Democrats and a coalition of 40 groups plan to push – again – for legislation that would tap into New Mexico’s permanent land fund to expand early childhood education.
The coalition wants the state to use a portion of the state’s $15 billion Land Grant Permanent Fund – which receives royalties from oil and natural gas production and other income from land given to the state by the federal government – to dramatically grow a program supporters say is needed to combat New Mexico’s high poverty rate.
Under the proposal, voters would decide whether New Mexico should tap the fund amid resistance from some fiscally conservative lawmakers. If endorsed by the Legislature, it would be placed on the November general election ballot.

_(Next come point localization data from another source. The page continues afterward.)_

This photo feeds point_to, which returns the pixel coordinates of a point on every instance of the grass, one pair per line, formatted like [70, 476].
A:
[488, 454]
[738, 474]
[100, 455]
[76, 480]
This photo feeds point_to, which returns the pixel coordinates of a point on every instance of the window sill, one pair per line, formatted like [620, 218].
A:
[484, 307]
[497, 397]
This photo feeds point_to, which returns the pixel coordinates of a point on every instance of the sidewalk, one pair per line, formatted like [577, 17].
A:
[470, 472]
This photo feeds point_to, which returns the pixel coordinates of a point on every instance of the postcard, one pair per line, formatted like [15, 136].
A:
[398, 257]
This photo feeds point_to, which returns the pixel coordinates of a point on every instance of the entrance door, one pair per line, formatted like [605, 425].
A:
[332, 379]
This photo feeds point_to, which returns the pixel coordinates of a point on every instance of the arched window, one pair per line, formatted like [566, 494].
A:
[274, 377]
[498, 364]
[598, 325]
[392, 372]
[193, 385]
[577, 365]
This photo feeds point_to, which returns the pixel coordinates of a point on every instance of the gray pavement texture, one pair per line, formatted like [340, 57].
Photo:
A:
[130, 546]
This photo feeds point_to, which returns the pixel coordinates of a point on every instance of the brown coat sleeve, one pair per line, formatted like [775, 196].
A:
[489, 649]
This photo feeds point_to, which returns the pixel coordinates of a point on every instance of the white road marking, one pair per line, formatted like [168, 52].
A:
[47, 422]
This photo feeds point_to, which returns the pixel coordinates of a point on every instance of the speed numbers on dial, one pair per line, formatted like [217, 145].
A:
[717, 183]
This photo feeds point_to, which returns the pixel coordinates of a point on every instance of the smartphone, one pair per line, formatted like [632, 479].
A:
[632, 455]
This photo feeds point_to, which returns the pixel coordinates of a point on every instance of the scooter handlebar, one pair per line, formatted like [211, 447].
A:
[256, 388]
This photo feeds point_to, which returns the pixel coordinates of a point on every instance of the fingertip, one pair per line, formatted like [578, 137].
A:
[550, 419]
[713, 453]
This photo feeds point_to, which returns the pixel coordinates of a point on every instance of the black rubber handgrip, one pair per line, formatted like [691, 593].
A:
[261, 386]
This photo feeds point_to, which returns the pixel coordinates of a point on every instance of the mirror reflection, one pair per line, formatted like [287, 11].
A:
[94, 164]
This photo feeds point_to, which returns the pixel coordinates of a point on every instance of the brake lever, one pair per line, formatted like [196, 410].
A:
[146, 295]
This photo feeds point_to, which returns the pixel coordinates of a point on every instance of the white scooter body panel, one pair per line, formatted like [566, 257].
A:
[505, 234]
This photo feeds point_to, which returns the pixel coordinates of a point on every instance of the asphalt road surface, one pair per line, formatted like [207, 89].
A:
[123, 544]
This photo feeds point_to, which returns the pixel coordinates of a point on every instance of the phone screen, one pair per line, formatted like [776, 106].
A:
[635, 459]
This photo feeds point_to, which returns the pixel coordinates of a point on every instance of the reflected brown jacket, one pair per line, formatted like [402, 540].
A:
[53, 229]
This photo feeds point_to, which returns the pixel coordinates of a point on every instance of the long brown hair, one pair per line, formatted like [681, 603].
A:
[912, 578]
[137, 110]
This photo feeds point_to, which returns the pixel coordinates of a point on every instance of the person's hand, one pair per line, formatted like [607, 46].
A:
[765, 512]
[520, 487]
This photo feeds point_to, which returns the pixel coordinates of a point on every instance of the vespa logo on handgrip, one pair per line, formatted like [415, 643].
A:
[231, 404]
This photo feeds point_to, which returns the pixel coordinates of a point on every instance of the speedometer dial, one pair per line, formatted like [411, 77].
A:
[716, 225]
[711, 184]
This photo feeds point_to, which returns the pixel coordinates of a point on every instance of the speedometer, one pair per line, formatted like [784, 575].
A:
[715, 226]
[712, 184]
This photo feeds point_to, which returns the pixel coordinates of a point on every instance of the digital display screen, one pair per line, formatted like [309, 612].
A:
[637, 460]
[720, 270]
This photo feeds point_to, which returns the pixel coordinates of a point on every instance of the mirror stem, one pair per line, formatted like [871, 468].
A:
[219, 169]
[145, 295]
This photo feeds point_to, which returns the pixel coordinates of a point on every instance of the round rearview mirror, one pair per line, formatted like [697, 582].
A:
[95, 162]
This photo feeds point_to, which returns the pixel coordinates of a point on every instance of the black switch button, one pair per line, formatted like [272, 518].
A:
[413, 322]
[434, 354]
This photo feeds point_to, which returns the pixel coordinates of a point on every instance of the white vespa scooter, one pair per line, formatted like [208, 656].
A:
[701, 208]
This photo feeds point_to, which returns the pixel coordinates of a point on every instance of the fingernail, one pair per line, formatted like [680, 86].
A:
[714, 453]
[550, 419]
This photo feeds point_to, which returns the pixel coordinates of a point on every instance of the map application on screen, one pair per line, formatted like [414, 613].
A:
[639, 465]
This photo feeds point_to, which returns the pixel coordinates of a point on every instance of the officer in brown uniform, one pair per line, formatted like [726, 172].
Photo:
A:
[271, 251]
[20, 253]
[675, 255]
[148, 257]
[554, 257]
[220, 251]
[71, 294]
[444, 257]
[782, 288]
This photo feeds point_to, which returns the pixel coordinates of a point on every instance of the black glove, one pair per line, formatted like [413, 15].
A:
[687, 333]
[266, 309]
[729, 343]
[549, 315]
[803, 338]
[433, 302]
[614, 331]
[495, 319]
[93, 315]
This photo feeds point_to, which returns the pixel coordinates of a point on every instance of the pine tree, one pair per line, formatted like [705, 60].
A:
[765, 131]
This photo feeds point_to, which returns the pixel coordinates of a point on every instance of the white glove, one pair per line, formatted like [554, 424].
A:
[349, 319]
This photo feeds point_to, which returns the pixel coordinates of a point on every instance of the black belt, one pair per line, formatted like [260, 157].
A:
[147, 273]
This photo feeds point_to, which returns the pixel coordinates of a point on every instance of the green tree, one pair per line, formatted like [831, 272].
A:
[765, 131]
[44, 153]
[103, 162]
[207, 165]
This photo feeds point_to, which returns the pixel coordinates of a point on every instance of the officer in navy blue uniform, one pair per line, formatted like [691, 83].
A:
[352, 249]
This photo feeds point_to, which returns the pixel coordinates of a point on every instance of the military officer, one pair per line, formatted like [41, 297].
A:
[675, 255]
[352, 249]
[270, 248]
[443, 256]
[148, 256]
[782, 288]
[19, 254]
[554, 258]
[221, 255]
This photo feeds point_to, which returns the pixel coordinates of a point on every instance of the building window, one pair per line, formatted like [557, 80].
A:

The fund currently pays out hundreds of millions of dollars each year for education programs. Backers of the new plan want an additional $160 million a year to be taken from the fund.
Supporters say since lawmakers tried in 2010 to introduce a measure to allow voters to decide whether the state should dip into the fund, it has grown from $11 billion to $15 billion despite drops in oil and gas prices.
“Our children continue to enter kindergarten underprepared, and child well-being in New Mexico is one of the worst in the nation. We have been advocating for this legislation for five years,” said Rep. Javier Martinez, D-Albuquerque. “During this time, the fund has survived a stock market crash, drop in oil prices and has grown by $4 billion.”
State Sen. John Arthur Smith, chairman of the powerful Legislative Finance Committee, said the proposal is “fiscally irresponsible” because it would take so much money from the permanent fund.
Smith said he didn’t believe any proposal had any chance of passing the New Mexico Senate, because other fiscally conservative lawmakers are uncomfortable with the cost.
“It has nothing to do with the merits of the program,” said Smith, D-Deming. “But the 1.5 percent they are asking would put us in a dangerous position.”